I am looking to conduct face-to-face interviews with men – of any sexual orientation with experience of sex and relationships – born between 1950 and 1975 for my PhD research on men’s decision-making around contraception and sexual health at University of Birmingham. This project, funded by the Birmingham Research Institute for History and Cultures (BRIHC) will enrich understanding of a previously un-researched area of the modern British past, especially regards the period on which this project focuses, between 1967 and 1997 during the supposed ‘sexual revolution’.
Historians who have already written on contraception and intimate life in the second half of the twentieth century assume that women claimed control of contraceptive decision-making in a remarkable shift; the result of a long struggle to gain power over their fertility, aided by the arrival of the contraceptive pill. It is likely this narrative has been vastly over-stated, however it has been seldom critiqued and alternatives have scarcely been explored which provide men’s role in and their experiences of this apparent shift.

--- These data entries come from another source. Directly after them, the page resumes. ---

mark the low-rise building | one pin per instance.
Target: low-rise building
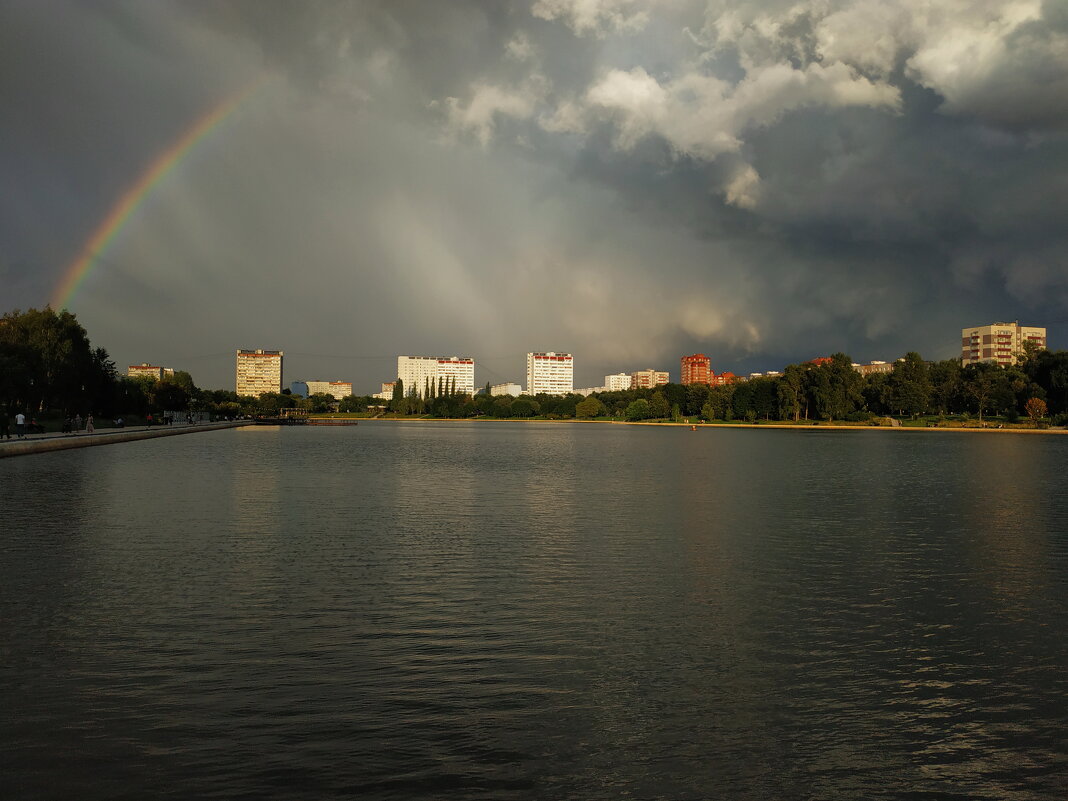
(1000, 343)
(148, 371)
(387, 391)
(875, 367)
(505, 389)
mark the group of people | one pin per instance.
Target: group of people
(74, 424)
(21, 428)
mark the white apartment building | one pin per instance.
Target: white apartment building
(648, 378)
(505, 389)
(419, 372)
(549, 373)
(258, 371)
(1001, 343)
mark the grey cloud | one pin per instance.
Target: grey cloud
(629, 181)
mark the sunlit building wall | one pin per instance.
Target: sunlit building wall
(258, 371)
(647, 379)
(1000, 343)
(418, 372)
(695, 368)
(549, 373)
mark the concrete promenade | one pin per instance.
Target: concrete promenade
(45, 442)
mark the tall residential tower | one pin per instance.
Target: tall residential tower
(258, 372)
(550, 373)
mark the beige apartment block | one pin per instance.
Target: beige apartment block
(148, 371)
(419, 373)
(647, 379)
(549, 373)
(1000, 343)
(258, 371)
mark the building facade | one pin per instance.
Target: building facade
(419, 373)
(549, 373)
(258, 371)
(148, 371)
(646, 379)
(696, 368)
(505, 389)
(874, 368)
(1000, 343)
(387, 392)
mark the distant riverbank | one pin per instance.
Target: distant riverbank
(47, 442)
(778, 426)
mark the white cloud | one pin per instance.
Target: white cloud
(743, 188)
(597, 17)
(488, 101)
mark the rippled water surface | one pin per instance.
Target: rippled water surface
(513, 611)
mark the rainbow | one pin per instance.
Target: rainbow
(135, 195)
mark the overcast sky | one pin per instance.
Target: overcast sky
(628, 179)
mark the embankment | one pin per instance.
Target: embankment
(108, 437)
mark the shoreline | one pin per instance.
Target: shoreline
(48, 442)
(774, 426)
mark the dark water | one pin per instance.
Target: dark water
(505, 611)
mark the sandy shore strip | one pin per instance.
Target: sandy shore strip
(778, 426)
(46, 442)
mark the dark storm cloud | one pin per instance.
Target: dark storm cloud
(630, 181)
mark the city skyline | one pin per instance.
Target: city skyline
(638, 181)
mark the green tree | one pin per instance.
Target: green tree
(591, 407)
(910, 387)
(658, 406)
(639, 410)
(524, 407)
(790, 390)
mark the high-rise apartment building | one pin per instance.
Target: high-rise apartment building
(258, 371)
(148, 371)
(549, 373)
(647, 379)
(419, 373)
(696, 368)
(1001, 343)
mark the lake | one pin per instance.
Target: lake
(514, 611)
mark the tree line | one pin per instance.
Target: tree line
(47, 363)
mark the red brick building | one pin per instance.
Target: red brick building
(696, 368)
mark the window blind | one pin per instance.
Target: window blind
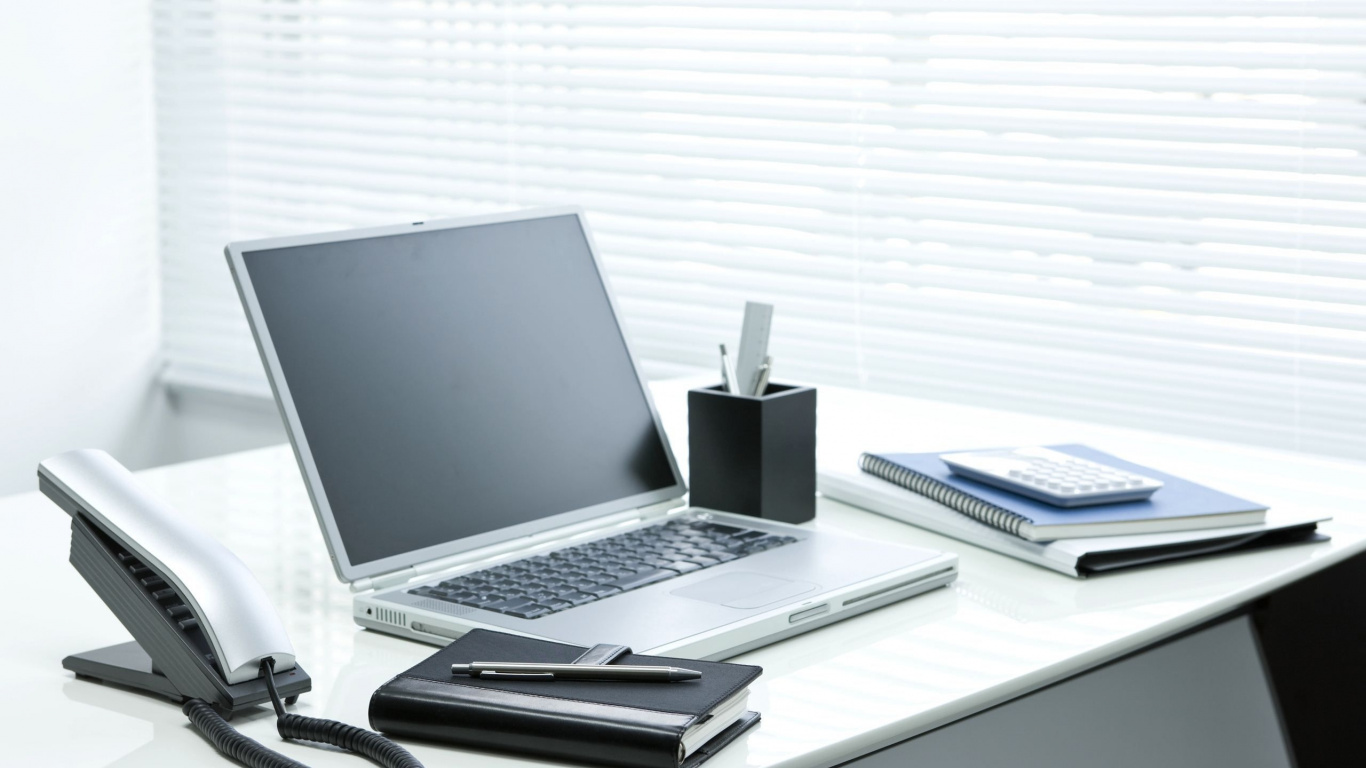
(1145, 213)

As well as understanding the changing nature of contraceptive practice, I am also interested in how individuals negotiated the rise of ‘safer sex’ in this period and the general impact this initiative had on ‘real life’ sexual practice and on intimate relationships.
By providing your personal testimony, you will allow for individual, personal perspectives on this history to be told and made visible in the historical record. Oral testimony of this kind also makes possible a more nuanced history of intimate life in this period. As well as capturing previously untold experience, your testimony will create the possibility of understanding how people’s experiences are remembered and the external influences at a particular moment in the past and since then that have affected remembering and retelling. All testimony will be treated as confidential and anonymity will be ensured, unless you, as the participant desires to remain identifiable.